LONDON: The Eurozone’s private sector slump deepened in April at a faster pace than any economist polled by Reuters predicted, dampening hopes the region will emerge from recession soon, surveys showed on Monday.

Shrinking order books and rising job losses hobbled both manufacturing and service sector businesses, according to Markit’s purchasing managers’ indexes (PMIs), which have a good record of tracking economic growth.

April’s PMI for the Eurozone’s dominant service sector fell to 47.9 from 49.2 in March - a five-month low and worse than any forecast in a Reuters poll of more than 40 economists which projected a rise to 49.3.

The services PMI slipped further below the 50 threshold that divides growth from contraction in April, while factories endured their worst month since June 2009.

“We were saying last month that we probably had a second consecutive quarter of decline (in business activity), making a recession - now that’s extending into a third quarter,” said Chris Williamson, chief economist at PMI compiler Markit.

Order books brought no joy for services companies in April, with the services new business index slumping to a six-month low of 45.4, from 47.6.

“There are no real drivers of growth here, which suggests that although the overall rate of decline is modest at the moment, we could see it continue to worsen in coming months.”

Economists polled by Reuters last week estimated the Eurozone economy shrank 0.2 percent in the first quarter, and will contract 0.1 percent this quarter.

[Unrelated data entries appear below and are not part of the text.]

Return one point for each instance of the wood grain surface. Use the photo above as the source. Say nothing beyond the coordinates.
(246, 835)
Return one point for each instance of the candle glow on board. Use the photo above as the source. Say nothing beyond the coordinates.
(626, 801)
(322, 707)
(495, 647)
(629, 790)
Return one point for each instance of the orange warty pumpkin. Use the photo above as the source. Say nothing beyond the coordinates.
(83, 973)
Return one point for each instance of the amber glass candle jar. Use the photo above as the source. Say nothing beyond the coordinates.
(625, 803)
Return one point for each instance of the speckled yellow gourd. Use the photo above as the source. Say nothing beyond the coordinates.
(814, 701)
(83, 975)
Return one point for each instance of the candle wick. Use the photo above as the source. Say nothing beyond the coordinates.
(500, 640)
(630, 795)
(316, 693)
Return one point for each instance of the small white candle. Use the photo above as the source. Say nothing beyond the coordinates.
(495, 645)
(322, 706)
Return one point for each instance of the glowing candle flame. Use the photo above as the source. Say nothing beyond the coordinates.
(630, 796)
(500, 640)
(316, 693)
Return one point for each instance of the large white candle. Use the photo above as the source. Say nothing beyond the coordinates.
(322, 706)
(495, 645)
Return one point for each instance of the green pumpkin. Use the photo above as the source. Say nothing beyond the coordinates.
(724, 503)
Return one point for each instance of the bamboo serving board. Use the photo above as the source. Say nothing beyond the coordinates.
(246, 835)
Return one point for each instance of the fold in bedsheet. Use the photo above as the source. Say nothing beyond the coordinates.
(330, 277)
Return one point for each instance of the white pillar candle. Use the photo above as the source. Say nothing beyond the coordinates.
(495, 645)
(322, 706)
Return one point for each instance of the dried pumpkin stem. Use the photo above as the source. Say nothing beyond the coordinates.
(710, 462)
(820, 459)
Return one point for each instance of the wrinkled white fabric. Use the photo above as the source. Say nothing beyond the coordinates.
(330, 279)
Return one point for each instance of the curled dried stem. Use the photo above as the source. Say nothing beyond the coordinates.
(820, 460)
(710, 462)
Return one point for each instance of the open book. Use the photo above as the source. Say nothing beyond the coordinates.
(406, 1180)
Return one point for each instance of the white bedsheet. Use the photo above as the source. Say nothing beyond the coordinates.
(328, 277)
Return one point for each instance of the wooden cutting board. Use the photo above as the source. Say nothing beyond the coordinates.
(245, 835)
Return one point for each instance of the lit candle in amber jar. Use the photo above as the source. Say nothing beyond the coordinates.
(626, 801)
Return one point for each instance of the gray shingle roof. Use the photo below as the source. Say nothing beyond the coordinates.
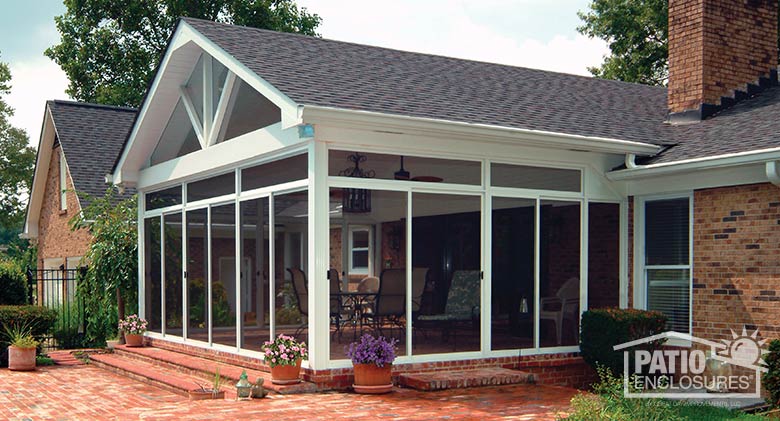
(315, 71)
(91, 137)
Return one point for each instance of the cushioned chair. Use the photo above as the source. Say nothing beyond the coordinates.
(390, 306)
(564, 305)
(462, 301)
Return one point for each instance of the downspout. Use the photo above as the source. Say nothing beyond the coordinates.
(630, 161)
(772, 174)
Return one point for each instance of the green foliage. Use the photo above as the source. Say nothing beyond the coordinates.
(607, 403)
(16, 169)
(110, 49)
(637, 32)
(771, 379)
(66, 329)
(13, 283)
(113, 262)
(39, 320)
(602, 329)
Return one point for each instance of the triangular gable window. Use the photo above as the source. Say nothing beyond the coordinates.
(234, 109)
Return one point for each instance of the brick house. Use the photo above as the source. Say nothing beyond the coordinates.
(78, 146)
(267, 160)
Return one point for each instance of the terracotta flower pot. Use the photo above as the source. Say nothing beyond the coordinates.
(371, 379)
(371, 375)
(21, 359)
(199, 395)
(286, 374)
(134, 340)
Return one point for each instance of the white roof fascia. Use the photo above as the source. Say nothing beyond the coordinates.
(183, 34)
(694, 164)
(445, 128)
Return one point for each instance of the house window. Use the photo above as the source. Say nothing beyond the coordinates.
(63, 182)
(667, 263)
(359, 249)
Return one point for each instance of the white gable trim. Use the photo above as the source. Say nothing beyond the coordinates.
(184, 34)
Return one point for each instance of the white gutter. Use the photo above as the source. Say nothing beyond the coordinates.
(772, 174)
(370, 120)
(688, 165)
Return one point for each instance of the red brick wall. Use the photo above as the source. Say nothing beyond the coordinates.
(736, 260)
(718, 46)
(55, 238)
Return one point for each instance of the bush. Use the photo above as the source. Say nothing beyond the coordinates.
(40, 319)
(13, 283)
(602, 329)
(771, 379)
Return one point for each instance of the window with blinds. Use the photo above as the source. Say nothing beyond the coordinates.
(667, 260)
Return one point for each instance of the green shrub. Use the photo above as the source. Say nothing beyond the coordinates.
(40, 320)
(771, 379)
(602, 329)
(13, 283)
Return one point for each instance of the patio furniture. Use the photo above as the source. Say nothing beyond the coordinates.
(336, 308)
(390, 305)
(462, 302)
(565, 304)
(301, 290)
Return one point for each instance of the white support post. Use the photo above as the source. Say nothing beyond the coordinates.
(141, 259)
(184, 281)
(193, 115)
(222, 108)
(487, 284)
(319, 257)
(537, 293)
(240, 277)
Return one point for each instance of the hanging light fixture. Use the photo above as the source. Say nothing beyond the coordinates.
(356, 200)
(402, 174)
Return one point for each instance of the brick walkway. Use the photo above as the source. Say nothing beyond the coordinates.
(83, 392)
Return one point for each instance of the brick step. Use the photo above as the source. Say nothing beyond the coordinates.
(152, 374)
(492, 376)
(204, 369)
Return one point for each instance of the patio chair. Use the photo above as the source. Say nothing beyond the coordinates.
(390, 306)
(301, 290)
(565, 304)
(336, 308)
(462, 302)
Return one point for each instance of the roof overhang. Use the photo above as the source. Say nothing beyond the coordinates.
(697, 164)
(445, 128)
(183, 49)
(42, 160)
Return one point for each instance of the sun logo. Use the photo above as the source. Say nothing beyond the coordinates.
(745, 350)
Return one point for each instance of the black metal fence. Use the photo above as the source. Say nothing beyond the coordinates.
(56, 289)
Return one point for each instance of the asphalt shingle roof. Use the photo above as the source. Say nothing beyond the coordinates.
(91, 136)
(316, 71)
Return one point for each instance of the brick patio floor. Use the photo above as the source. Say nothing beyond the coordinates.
(83, 392)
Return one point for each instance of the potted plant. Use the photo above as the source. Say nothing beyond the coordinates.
(22, 348)
(203, 392)
(284, 355)
(133, 327)
(372, 359)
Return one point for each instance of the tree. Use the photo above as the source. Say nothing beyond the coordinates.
(17, 163)
(110, 282)
(637, 32)
(109, 48)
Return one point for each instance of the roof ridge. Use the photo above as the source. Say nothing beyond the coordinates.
(589, 78)
(92, 105)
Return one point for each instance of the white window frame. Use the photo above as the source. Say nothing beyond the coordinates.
(640, 268)
(63, 182)
(352, 268)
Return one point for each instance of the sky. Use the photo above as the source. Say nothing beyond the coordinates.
(539, 34)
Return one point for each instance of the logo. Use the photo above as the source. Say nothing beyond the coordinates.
(729, 368)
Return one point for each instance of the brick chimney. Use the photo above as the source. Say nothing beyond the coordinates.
(720, 52)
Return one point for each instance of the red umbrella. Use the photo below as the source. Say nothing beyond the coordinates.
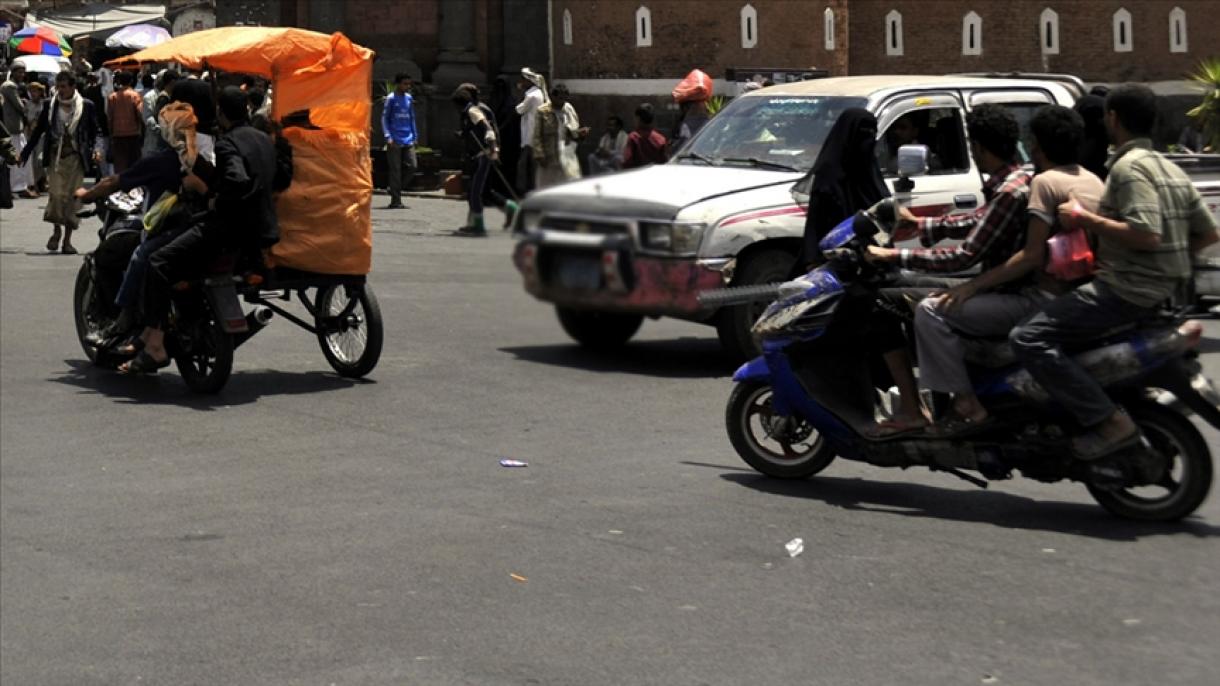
(39, 40)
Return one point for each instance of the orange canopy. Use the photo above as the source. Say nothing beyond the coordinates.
(328, 75)
(325, 223)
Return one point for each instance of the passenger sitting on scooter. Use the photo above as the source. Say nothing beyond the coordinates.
(244, 219)
(994, 302)
(992, 233)
(157, 173)
(1151, 221)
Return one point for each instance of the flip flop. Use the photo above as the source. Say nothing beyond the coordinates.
(144, 363)
(896, 427)
(957, 426)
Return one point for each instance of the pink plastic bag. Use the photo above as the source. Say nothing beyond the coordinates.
(696, 87)
(1070, 258)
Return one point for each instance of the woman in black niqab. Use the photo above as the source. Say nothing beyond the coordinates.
(844, 178)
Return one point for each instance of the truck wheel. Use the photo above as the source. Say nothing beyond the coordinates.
(733, 324)
(600, 331)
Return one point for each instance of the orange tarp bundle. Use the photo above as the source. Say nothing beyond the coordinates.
(325, 221)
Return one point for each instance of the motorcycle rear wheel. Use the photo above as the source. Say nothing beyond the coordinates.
(1187, 475)
(798, 452)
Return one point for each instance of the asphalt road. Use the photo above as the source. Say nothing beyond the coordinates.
(308, 530)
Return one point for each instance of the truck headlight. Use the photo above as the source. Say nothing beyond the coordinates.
(677, 238)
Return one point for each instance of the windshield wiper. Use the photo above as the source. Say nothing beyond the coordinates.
(758, 162)
(703, 159)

Williamson also drew attention to the very severe contraction taking place in Eurozone economies outside France and Germany, inevitably raising questions about the effectiveness of harsh austerity measures.

“Tax revenues are going to be low, and unemployment is going to carry on rising, so are these deficit fighting policies working?” he said

The Eurozone’s manufacturing PMI also came in below all forecasts from economists, plumbing 46.0 in April - its lowest reading since June 2009 and down sharply from 47.7 in March.

On the plus side, the factory PMIs suggested inflation pressures are easing following a rise associated with oil prices earlier in the year, with the output price index hitting a six-month low of 50.5, from 51.2 in March.

“It does suggest that policymakers ought to be more concerned about the growth outlook than the inflation outlook at the moment. Demand is so weak that companies just can’t push through price rises,” said Williamson.

The manufacturing output index, which feeds into the broader composite PMI that gauges the private sector as a whole, slipped to 46.4 from 48.7.
Given the profound weakness across factories and service sector businesses, the composite PMI also came in below all expectations, falling to 47.4 from 49.1 in March.

Worryingly, the survey showed the jobs outlook has darkened markedly this month. The composite employment index wilted to its lowest since February 2010 at 48.3, compared to 49.2 in March. “That’s certainly suggesting that companies are battening down the hatches,” said Williamson.